Pendant longtemps, elle s’était interrogée sur le pourquoi de toutes ces critiques injustifiées. Maintenant, elle pensait avoir la réponse : les gens étaient en fait trop conservateurs, enfermés dans une culture démodée et arriérée, les poussant à refuser de se trahir en parcourant des ouvrages qui pourraient détruire tout ce en quoi ils croyaient.

Pas étonnant que les parents d’Armande et ses amis lui paraissent si mous et lents… Elle, au moins, était vive et passionnée, autant par la vie que par le décryptage des lignes d’ouvrages en tout poil.


Cependant, il ne fallait pas croire qu’Armande méprisait ceux qui ne partageaient pas sa passion pour les lettres : en fait, elle avait plutôt pitié d’eux avec une juste sensibilité. Après tout, il n’y avait rien de mal à être victime d’un amour aussi fort que le sien, dans un domaine de l’art si sensitif.

Si on était victime de ce qu’elle appelait le “cupidon littéraire”, ce n’était pas par imprudence, insouciance, vantardise ou aveuglement : on tombait amoureux de la littérature parce qu’on le voulait. Mieux : pour certains, on était destiné à aimer les mots, à avoir le courage d’essayer de les marier entre eux, comme le ferait le héros dans ses plus intenses moments de combat contre ses ennemis.


Mais bon sang, pourquoi devrait-elle se soucier autant de ce que pensaient les gens sur ses goûts ?! Après tout, elle avait toujours été plutôt solitaire, une embusquée occupée à nourrir son imaginaire pour ses écrits. Une jolie fille aussi : des yeux de biche, un petit nez droit et malicieux, un doux sourire empreint de mystère… et le tout pourtant capable d’imaginer les plus terrifiantes nouvelles à suspense, n’épargnant pas le lecteur de détails souvent macabres.

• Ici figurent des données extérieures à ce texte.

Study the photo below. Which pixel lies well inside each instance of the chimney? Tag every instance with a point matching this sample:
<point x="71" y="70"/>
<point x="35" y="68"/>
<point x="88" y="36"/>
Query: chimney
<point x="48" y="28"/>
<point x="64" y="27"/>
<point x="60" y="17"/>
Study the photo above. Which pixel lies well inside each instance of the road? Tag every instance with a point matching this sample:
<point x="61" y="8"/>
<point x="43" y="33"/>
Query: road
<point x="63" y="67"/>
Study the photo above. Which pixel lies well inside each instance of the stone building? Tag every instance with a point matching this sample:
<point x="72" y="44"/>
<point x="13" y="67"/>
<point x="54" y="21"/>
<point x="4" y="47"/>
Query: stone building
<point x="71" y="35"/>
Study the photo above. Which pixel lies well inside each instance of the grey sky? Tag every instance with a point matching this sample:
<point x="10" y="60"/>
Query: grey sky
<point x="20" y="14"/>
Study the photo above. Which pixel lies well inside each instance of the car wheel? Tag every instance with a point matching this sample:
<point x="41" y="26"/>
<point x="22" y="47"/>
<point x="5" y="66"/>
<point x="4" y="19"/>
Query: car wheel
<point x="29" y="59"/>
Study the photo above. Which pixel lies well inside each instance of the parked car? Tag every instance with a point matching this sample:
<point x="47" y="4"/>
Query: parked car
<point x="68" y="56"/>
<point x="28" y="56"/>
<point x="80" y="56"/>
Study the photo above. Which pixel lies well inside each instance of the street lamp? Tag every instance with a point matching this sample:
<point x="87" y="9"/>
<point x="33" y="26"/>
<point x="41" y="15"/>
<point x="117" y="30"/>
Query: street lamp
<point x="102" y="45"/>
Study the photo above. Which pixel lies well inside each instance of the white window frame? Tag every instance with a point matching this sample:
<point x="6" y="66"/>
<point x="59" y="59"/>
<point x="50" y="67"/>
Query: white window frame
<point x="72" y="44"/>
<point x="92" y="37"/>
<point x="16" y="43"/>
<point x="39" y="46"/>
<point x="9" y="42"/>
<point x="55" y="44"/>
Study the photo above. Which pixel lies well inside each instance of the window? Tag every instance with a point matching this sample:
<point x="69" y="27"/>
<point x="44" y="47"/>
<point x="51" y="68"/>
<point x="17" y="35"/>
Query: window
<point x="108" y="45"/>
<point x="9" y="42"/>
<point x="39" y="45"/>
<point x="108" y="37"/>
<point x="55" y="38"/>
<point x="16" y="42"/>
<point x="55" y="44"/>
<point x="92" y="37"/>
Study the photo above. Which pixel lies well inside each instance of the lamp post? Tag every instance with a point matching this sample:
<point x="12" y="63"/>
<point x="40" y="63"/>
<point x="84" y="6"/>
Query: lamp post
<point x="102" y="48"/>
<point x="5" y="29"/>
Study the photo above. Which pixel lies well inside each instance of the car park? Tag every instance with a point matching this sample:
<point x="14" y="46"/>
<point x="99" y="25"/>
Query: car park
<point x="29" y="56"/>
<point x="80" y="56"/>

Néanmoins, la peur ou la tristesse n’avaient jamais été les sentiments guidant la main d’Armande quand elle écrivait. Non, c’était plutôt la joie qui l’animait dans ces moments-là : joie aveugle de coucher sur le papier ou l’ordinateur toutes ses pensées et ses fantasmes, telles des bombes susceptibles d’éveiller des âmes endormies, voire de les choquer. De toute façon, qui pouvait se croire à l’abri de la littérature ? Il fallait être idiot pour croire ça.


Dans ses grands moments d’inspiration, Armande se trouvait toujours dans un état qu’elle appelait la “fièvre de l’écriture” : l’envie de transcrire lui montait alors à la tête et la laissait sans répit, s’insinuant dans toutes ses pensées. Elle devait écrire, elle n’avait pas le choix : c’était une pulsion urgente, aussi vitale que l’oxygène lui permettant de respirer.

Lorsqu’elle se réveillait chaque matin, sa première pensée du jour allait toujours pour l’écriture. Avec un tel amour en elle, il n’y avait plus à en douter : un jour, elle serait une grande autrice romanesque populaire. Et quand Armande avait une pensée en tête, nul ne pouvait l’arrêter.

Car la littérature, c’était le combat de sa vie.